Ki Hine KaKhomer (כִּי הִנֵּה כַּחֹמֶר), is a Hebrew piyyut (liturgical poem) which is recited in Ashkenazi communities. Eastern Ashkenazim recite the prayer in the Ma'ariv service of Yom Kippur, while Western Ashkenazim recite it during the Ten Days of Repentance, between Rosh HaShannah and Yom Kippur. Gratz College professor Saul P. Wachs calls Ki Hine KaKhomer "one of the most beloved" of all the Piyyutim. The origin and author of Ki Hine KaKhomer are unknown. The piyyut is first found in Ashkenazi machzorim dating back to the twelfth century. The name of the piyyut comes from the verse in Jeremiah where the Jews are compared to clay in the hands of the potter.

==Structure==
The piyyut is an acrostic beginning with the second verse. Today, the acrostic is missing several verses (...כִּי הִנֵּה כָּאֶבֶן... כִּי הִנֵּה כַּגַּרְזֶן), and continues only until the letter mem (מ).

Each verse compares the relationship between God and the Jews to the relationship between professionals and their tools (clay to a potter, a stone to a stonemason, etc.).

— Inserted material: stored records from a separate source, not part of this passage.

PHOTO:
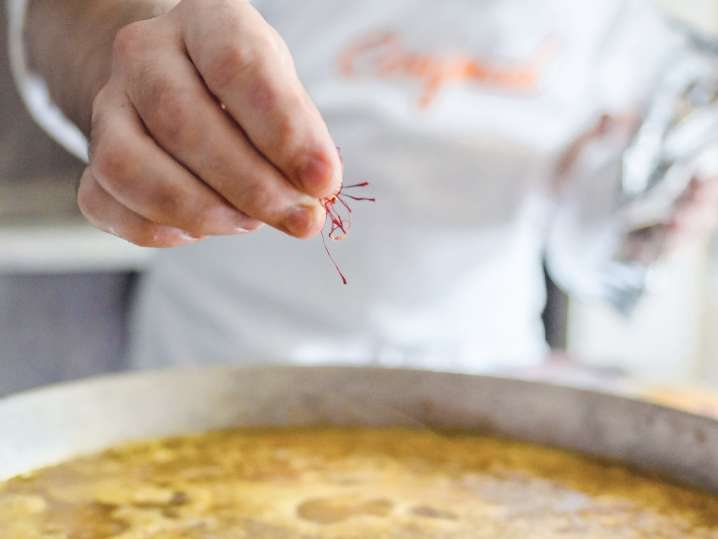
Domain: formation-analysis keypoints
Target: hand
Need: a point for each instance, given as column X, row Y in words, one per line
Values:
column 204, row 129
column 696, row 216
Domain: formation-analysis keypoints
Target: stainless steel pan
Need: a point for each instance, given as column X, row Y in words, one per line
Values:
column 46, row 426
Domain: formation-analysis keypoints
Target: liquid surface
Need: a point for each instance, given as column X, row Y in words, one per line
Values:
column 346, row 484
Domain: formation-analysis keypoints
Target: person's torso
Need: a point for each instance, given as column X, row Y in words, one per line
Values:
column 456, row 113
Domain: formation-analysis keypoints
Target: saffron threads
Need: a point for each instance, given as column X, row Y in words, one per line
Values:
column 339, row 218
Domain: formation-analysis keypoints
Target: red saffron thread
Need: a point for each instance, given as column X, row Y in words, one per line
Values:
column 339, row 225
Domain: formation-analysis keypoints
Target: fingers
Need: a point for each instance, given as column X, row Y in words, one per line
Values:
column 247, row 66
column 131, row 168
column 103, row 211
column 188, row 124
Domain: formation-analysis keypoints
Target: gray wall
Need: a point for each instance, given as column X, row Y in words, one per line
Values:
column 52, row 327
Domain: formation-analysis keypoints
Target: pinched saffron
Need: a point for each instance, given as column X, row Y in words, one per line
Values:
column 339, row 218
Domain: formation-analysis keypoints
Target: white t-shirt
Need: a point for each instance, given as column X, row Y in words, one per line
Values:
column 457, row 113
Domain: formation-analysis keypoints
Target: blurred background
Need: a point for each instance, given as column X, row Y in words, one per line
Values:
column 65, row 289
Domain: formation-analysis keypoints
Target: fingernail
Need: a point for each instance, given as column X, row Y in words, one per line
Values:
column 315, row 173
column 301, row 220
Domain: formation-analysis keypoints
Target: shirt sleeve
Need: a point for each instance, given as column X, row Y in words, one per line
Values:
column 33, row 89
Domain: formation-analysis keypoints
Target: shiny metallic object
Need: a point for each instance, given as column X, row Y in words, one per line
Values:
column 50, row 425
column 678, row 132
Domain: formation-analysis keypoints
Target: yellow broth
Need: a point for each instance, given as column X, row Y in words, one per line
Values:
column 346, row 484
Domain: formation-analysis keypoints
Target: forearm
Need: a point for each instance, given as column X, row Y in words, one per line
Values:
column 69, row 43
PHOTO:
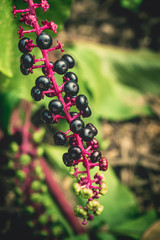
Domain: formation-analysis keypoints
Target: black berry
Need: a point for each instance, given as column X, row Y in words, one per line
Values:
column 75, row 152
column 46, row 116
column 36, row 93
column 67, row 160
column 43, row 83
column 95, row 156
column 81, row 102
column 61, row 67
column 71, row 88
column 69, row 60
column 76, row 125
column 22, row 44
column 55, row 106
column 44, row 40
column 27, row 60
column 60, row 138
column 72, row 76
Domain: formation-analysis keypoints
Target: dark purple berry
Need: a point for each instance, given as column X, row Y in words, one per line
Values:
column 67, row 160
column 95, row 156
column 55, row 106
column 61, row 67
column 69, row 59
column 24, row 70
column 87, row 134
column 43, row 83
column 76, row 125
column 71, row 88
column 44, row 40
column 75, row 152
column 81, row 102
column 87, row 112
column 27, row 60
column 72, row 76
column 60, row 138
column 46, row 116
column 36, row 93
column 22, row 44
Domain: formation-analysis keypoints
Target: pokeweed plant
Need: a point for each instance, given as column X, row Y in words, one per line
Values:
column 83, row 150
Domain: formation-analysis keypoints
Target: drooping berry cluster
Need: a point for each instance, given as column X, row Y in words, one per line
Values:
column 84, row 147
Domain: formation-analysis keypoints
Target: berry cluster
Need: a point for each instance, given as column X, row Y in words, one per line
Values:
column 83, row 148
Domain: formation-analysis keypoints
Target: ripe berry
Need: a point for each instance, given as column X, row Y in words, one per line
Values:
column 22, row 44
column 87, row 112
column 60, row 138
column 81, row 102
column 75, row 152
column 67, row 160
column 95, row 156
column 55, row 106
column 93, row 128
column 87, row 134
column 27, row 60
column 76, row 125
column 46, row 116
column 43, row 83
column 69, row 59
column 71, row 88
column 61, row 66
column 24, row 70
column 44, row 40
column 72, row 76
column 36, row 93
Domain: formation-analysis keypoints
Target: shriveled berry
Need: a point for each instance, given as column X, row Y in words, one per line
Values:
column 55, row 106
column 95, row 156
column 46, row 116
column 43, row 83
column 60, row 138
column 69, row 59
column 76, row 125
column 71, row 88
column 22, row 44
column 71, row 76
column 67, row 160
column 87, row 112
column 87, row 134
column 81, row 102
column 36, row 93
column 44, row 40
column 75, row 152
column 27, row 60
column 61, row 67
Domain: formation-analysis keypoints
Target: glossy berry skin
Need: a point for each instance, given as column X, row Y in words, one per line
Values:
column 36, row 93
column 46, row 117
column 24, row 70
column 44, row 40
column 71, row 88
column 76, row 125
column 43, row 83
column 81, row 102
column 55, row 106
column 75, row 152
column 95, row 156
column 61, row 67
column 69, row 59
column 60, row 138
column 22, row 44
column 27, row 60
column 67, row 160
column 87, row 112
column 72, row 76
column 87, row 134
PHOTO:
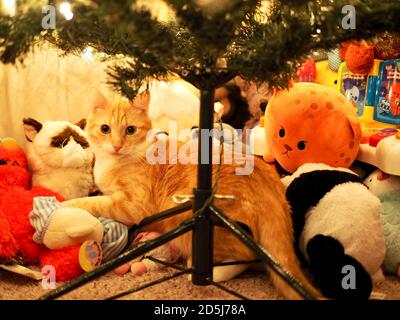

Each verse follows the same poetic structure, and finishes with the refrain "Heed the covenant and not the accuser!" (לַבְּרִית הַבֵּט וְאַל תֵּֽפֶן לַיֵּֽצֶר), which refers to the covenant of the Thirteen Attributes of Mercy.

The poem is the first use of the word הגה for rudder or helmsman's wheel in the Hebrew language.